Annie lifted her gaze from the void of snow on the bricks behind the Dumpster. “Sorry.” Rubbing her hands truly had been a nice gesture, which was certainly more observant of her discomfort and more considerate than she’d given the burly detective credit for being. “You didn’t have to do that, but I appreciate it. I’ll do my best to get done before daylight, so we can both get someplace warm.”
And so she could find some time to herself to remember that Nick was just a cop she worked with, a streetwise pain in the posterior she frequently butted heads with—not the man who had suddenly blipped onto her sexual-awareness radar with his big shoulders and blue eyes and surprising consideration.
“Sounds like a temporary truce to me.”
Annie nodded her agreement, savoring the cold slap of wind on her face that brought her thoughts back into focus. She bent closer to the bricks as the bare spot took shape. It was a handprint, dotted with a few weeping trickles of blood. There was another handprint, another smear of red, climbing up the wall to where the falling snow clung to the bricks above the Dumpster and covered up the rest of the pattern. “This has been moved. Our vic got to her feet and pulled herself up along the wall here. And...something else.”
Nick waited for Annie’s nod before putting his shoulder to the Dumpster and shoving it aside a couple of feet. Then the beam from his flashlight joined hers. “That second handprint’s bigger. Looks like a scuffle to me. Two people fell against the wall—caught themselves. But this can’t be where she was killed. There isn’t enough blood.”

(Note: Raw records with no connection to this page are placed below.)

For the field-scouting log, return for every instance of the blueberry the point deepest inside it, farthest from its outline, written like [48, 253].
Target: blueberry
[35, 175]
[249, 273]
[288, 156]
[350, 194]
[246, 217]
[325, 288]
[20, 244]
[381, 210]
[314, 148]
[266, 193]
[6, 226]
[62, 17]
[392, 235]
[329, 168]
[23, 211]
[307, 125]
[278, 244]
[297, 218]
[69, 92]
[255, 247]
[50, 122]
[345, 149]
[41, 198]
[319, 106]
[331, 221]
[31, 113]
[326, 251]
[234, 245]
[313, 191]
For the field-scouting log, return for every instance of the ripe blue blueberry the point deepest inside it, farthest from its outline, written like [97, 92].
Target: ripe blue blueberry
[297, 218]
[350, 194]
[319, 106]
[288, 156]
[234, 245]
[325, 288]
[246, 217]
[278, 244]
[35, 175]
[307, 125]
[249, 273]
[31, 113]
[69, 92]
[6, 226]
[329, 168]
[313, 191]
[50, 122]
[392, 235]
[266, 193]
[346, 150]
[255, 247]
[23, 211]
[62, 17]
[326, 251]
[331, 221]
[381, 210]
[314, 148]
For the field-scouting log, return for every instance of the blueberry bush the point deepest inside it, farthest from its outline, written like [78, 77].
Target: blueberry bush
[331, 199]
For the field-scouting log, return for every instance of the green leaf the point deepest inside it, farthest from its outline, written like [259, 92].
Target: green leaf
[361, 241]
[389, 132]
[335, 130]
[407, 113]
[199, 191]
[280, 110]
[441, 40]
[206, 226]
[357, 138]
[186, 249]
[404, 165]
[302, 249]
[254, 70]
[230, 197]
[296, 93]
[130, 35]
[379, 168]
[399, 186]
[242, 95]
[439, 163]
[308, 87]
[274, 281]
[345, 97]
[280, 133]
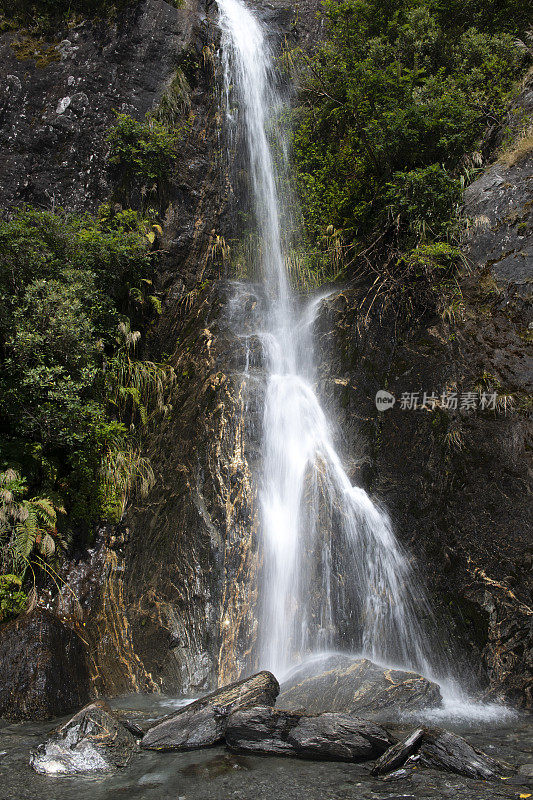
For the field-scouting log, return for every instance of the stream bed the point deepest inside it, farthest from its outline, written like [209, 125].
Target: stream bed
[216, 774]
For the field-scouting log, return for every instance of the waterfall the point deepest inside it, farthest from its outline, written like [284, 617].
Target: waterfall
[334, 575]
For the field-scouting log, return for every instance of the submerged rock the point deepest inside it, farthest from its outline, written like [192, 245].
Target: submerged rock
[332, 737]
[357, 686]
[203, 722]
[450, 752]
[398, 754]
[43, 667]
[94, 740]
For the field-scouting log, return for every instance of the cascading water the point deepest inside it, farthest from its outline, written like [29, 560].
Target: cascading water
[334, 575]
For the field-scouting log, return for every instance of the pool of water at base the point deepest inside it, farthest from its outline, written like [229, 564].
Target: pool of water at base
[216, 774]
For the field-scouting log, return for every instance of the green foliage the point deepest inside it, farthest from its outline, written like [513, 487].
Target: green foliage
[390, 104]
[73, 398]
[46, 16]
[12, 598]
[25, 525]
[142, 157]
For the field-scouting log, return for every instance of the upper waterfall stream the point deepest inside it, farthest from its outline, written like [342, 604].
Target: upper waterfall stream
[334, 576]
[306, 498]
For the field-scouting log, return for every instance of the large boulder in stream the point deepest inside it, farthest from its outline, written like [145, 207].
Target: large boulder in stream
[450, 752]
[94, 740]
[203, 722]
[344, 684]
[43, 667]
[328, 737]
[442, 750]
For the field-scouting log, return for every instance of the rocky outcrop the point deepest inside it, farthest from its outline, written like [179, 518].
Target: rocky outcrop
[203, 722]
[43, 665]
[456, 481]
[450, 752]
[55, 112]
[336, 737]
[360, 687]
[94, 740]
[397, 755]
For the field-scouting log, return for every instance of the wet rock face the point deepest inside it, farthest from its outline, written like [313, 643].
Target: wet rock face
[457, 483]
[498, 205]
[94, 740]
[358, 686]
[203, 722]
[337, 737]
[43, 667]
[447, 751]
[54, 116]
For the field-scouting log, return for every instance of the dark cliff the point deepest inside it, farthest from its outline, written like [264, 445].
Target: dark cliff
[168, 597]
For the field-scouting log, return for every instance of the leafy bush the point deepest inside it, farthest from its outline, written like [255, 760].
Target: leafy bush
[12, 598]
[142, 157]
[25, 525]
[68, 404]
[390, 103]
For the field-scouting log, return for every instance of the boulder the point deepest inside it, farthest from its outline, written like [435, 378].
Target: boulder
[397, 755]
[94, 740]
[203, 722]
[450, 752]
[330, 737]
[357, 686]
[43, 667]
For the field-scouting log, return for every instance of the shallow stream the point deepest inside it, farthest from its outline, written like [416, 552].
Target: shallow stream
[216, 774]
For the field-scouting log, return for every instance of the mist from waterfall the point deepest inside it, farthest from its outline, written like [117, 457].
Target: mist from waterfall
[334, 575]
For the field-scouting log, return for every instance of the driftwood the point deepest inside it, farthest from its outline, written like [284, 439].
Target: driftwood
[203, 722]
[335, 737]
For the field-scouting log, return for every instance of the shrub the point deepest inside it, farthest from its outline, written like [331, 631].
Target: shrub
[142, 158]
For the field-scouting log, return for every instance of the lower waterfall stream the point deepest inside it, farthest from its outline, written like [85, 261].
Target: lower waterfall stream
[334, 578]
[311, 515]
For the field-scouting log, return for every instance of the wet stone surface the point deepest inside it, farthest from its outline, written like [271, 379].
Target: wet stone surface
[215, 774]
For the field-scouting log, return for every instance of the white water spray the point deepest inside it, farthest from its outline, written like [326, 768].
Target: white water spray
[335, 577]
[334, 573]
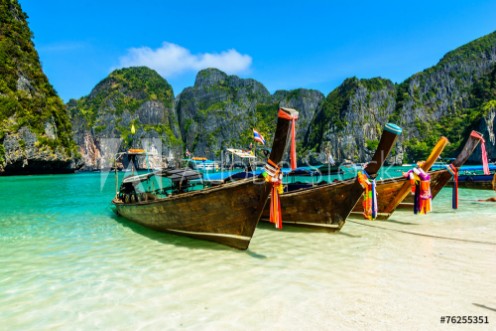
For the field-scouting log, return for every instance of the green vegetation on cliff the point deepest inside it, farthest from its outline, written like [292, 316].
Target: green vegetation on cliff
[136, 95]
[26, 97]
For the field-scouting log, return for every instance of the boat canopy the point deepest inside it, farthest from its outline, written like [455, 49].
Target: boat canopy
[179, 175]
[241, 153]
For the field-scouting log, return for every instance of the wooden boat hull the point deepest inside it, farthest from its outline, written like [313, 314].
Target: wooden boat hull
[387, 191]
[439, 178]
[227, 215]
[325, 206]
[391, 192]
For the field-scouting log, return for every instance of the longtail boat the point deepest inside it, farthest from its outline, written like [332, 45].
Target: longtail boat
[392, 191]
[227, 213]
[439, 178]
[327, 206]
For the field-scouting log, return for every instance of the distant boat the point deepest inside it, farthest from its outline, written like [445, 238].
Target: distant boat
[327, 206]
[225, 213]
[439, 178]
[391, 192]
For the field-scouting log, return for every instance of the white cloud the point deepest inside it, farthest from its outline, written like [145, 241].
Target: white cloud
[171, 60]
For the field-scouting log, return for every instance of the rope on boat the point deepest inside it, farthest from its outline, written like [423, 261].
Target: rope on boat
[424, 234]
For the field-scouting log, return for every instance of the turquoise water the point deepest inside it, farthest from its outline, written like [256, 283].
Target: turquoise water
[68, 263]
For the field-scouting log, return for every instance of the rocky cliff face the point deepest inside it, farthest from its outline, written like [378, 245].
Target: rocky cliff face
[103, 120]
[349, 123]
[34, 125]
[449, 99]
[306, 102]
[219, 112]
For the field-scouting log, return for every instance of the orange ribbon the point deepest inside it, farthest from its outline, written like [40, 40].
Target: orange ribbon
[273, 175]
[286, 116]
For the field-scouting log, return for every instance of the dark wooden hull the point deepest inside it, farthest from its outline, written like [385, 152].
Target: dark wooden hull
[227, 215]
[388, 191]
[325, 206]
[391, 192]
[440, 178]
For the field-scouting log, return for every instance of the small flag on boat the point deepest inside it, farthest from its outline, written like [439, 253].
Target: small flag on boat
[258, 137]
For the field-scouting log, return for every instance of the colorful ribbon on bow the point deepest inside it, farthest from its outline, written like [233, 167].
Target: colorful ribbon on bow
[485, 163]
[421, 188]
[369, 196]
[454, 197]
[284, 115]
[273, 175]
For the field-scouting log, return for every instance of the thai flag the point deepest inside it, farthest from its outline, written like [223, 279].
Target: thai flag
[258, 137]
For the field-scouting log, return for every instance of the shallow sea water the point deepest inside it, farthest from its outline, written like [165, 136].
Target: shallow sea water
[68, 263]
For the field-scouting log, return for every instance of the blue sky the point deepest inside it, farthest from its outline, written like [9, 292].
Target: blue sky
[283, 44]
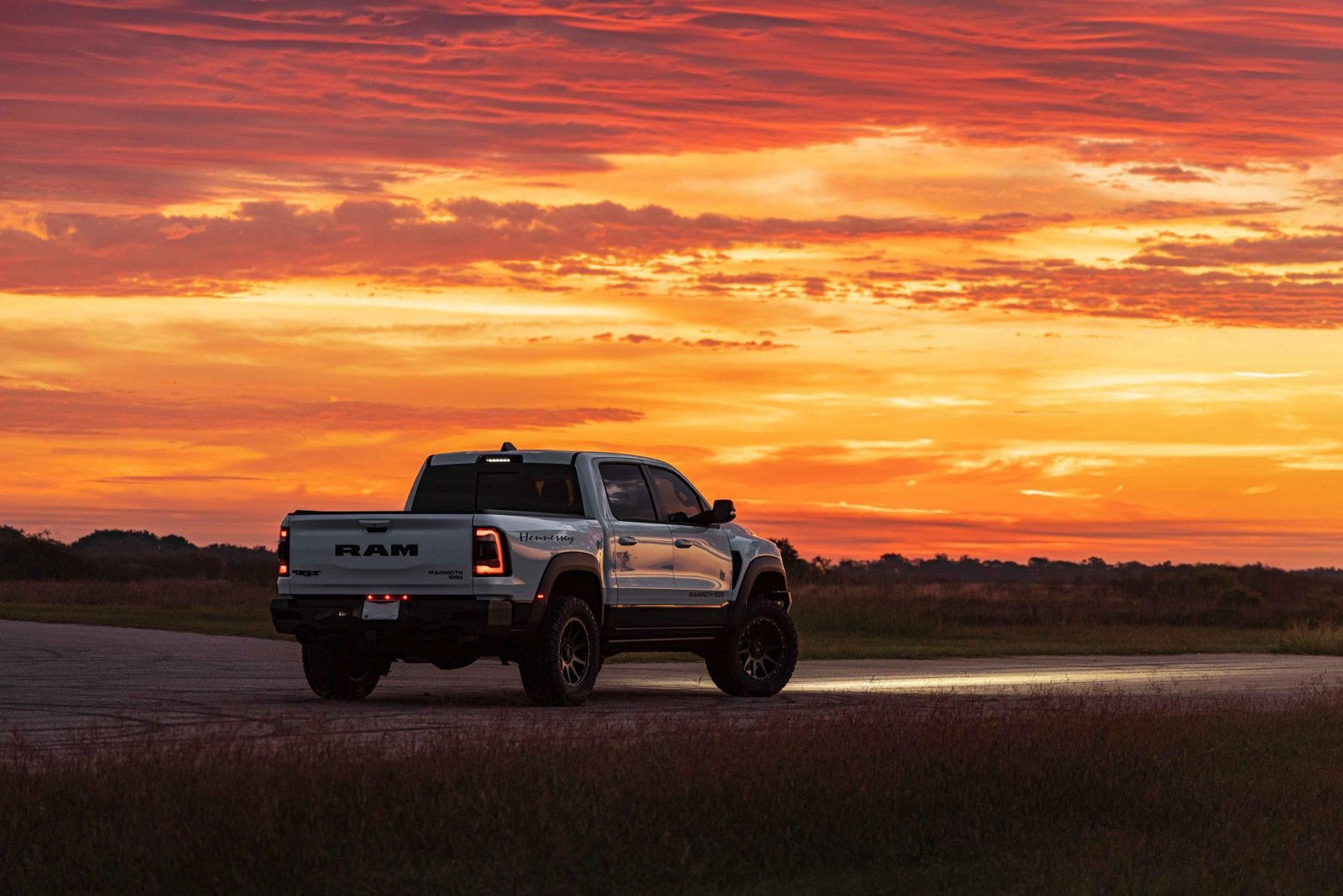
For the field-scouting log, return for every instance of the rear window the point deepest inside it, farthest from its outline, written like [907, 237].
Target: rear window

“That blood pool is farther back in the alley. She had her head bashed in back by where the alleys cross, beyond any line of sight from the street—with the brick I bagged up in my kit, I’m guessing. These are something different.” With her sterile gloves still in place, she tested one crimson spot with her fingertip. “The drops here aren’t as tacky. They’ve been here longer. This may be the initial attack site.”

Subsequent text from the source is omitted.